|Monks, cormorants and sheep……………|
Something brushed up against my foot; and then there was a soft, slightly wet sensation on my left hand.
This happened in late September when I was in County Donegal for a few days. Basing myself at Ardara I set out one morning to drive through Glengesh Pass and along the narrow bog road, descending into Glencolumcille on the Atlantic coast. This is a gloriously spiritual place and, for many, a place of pilgrimage.
After spending a reflective hour on the deserted beach I headed round the rugged coastline, stopping from time to time for the sheep wandering aimlessly on the road in front of me. I was, after all, an intruder in their territory. The road – little more than a track through the bog – took me past the tiny village of Malin More and on to Malin Beg. At this point the road comes to an end.
You need to be quite determined to go to Malin Beg. In a nutshell, the strand below the formidably steep cliff must be the most inaccessible beach in the northern hemisphere. But, frankly, I felt good about being there – just me, alone and letting my mind lapse into freefall.

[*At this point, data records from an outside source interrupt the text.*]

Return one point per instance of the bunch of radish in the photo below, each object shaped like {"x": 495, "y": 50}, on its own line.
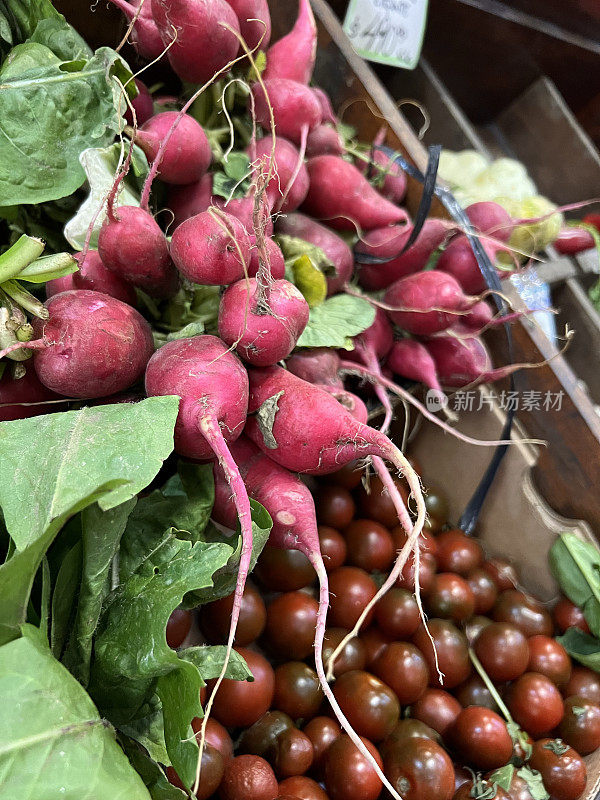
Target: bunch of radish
{"x": 263, "y": 411}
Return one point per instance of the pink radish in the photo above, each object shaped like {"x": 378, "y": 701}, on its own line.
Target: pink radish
{"x": 318, "y": 365}
{"x": 211, "y": 249}
{"x": 458, "y": 260}
{"x": 90, "y": 346}
{"x": 24, "y": 397}
{"x": 339, "y": 194}
{"x": 433, "y": 301}
{"x": 491, "y": 218}
{"x": 93, "y": 275}
{"x": 203, "y": 44}
{"x": 296, "y": 110}
{"x": 275, "y": 256}
{"x": 187, "y": 155}
{"x": 324, "y": 140}
{"x": 334, "y": 247}
{"x": 145, "y": 36}
{"x": 289, "y": 185}
{"x": 132, "y": 245}
{"x": 387, "y": 242}
{"x": 190, "y": 199}
{"x": 143, "y": 104}
{"x": 293, "y": 56}
{"x": 254, "y": 20}
{"x": 213, "y": 387}
{"x": 263, "y": 323}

I took a moment to look out towards the small off shore island of Rathlin O’Birne. With binoculars I could make out what remains of a crescent shaped dry stone wall. There are also a few stone slabs inscribed with a Latin cross, although I was unable to identify them clearly. This is all that can now be seen of a hermitage site dating back to about 500AD and associated with Assicus, a favourite disciple of St. Patrick. Nowadays the island is completely uninhabited – even the entirely functional lighthouse on its western edge is electrically operated from the mainland.
But in the bay a lone cormorant stands on a rocky outcrop lashed by Atlantic breakers. I watched him for some time as he remained motionless, staring out into the deep blue void of the ocean. There was nothing else out there; and he made me think of a plaque on the wall at Teelin harbour, a few miles round the coast, which records the words “In memory of the Teelin monks who sailed to Iceland in the fifth Century.” I wonder if they ever made it, and what they might have found when they arrived.
I walked along towards the cliff edge above the west side of the strand. Here, on a headland known as Doon Point – jutting out into the sea – are the remnants of a small promontory fort, now completely obscured by rough grass. The site offers a commanding view over the bay, and appears to guard the strand and the sea approaches surrounding Rathlin O’Birne Island. It seems that ancient Celtic Christian history in stone was all around me.
On leaving Doon Point I stopped to look again at Rathlin O’Birne Island and contemplate the lifestyle of those early hermits who came to live there. As I did so I couldn’t help but notice that the cormorant was still perched on its rocky outcrop, still staring out into the ocean. I wondered if, like me, it was musing on the resolve of those Teelin monks and the rigours of their voyage to Iceland.
It was at that point that something brushed up against my foot. It was a very soft and silent woolly sheep. It then nuzzled up to my hand before ambling off to scratch itself against a rather lonely looking picnic table, and resume the serious business of nibbling the grass. This was just what I needed – a gentle nudge back into reality after my fifth Century Celtic romantic reverie.